Event logs are another consideration. Right now, you can set up a system log server to collect data from a network device event log. But you can’t analyze it in real time because, again, there’s no efficient way to get the data to the server. gNMI provides just that mechanism.
In short, gNMI provides a way to implement telemetry in an open, efficient, standards-based way. We are working on integrating it with our Linux-based network operating system, PICOS, so you’ll soon have an efficient way to stream data out of any network device.
Automated troubleshooting and response
While using gNMI for network telemetry is new, it has long been used with servers and other IT infrastructure. So, once we have widespread availability of streaming telemetry from network elements, network and IT managers will have much better visibility into the state of not just the network, but the entire IT infrastructure.
This is where we can expect AI to play a role, by analyzing the available data in order to identify root causes of problems. For decades, we’ve all struggled to troubleshoot application performance problems. Was it actually a problem with the network, or was it the server or the application code? By constantly collecting data from all the pieces involved in the IT infrastructure and applying AI, we can finally start answering those important remediation questions – in real time.
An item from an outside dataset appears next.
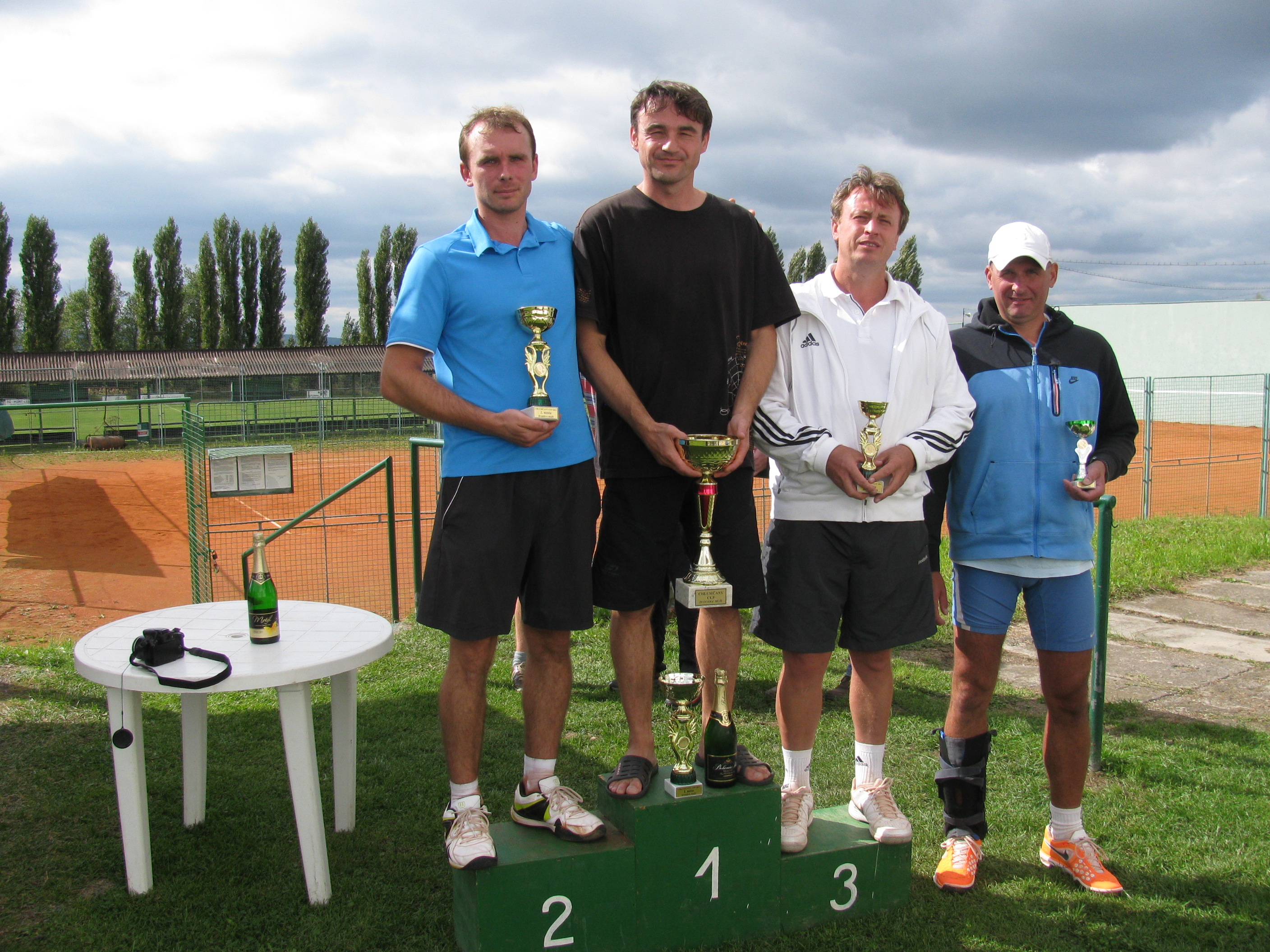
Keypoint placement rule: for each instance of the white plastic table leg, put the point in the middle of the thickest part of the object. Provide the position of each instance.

The next step is to automate the response, which is what IBN is all about. You collect and analyze all the event data and, if it is a network problem, IBN automatically adjusts data paths to correct it. But none of this is feasible if you can’t efficiently collect the data in the first place.
IBN also doesn’t work effectively if you’re not combining network data with event data from other components, including servers and storage systems. So, it won’t be just a single IBN server managing the network, but lots of servers monitoring different components.
This is the IBN vision Pica8 is working towards. I fully expect we’ll have the gRPC-gNMI piece done around the end of the third quarter this year. From there, you can use our AmpCon open network services platform, or your own controller, to implement it. That’s what open networking is all about – choice.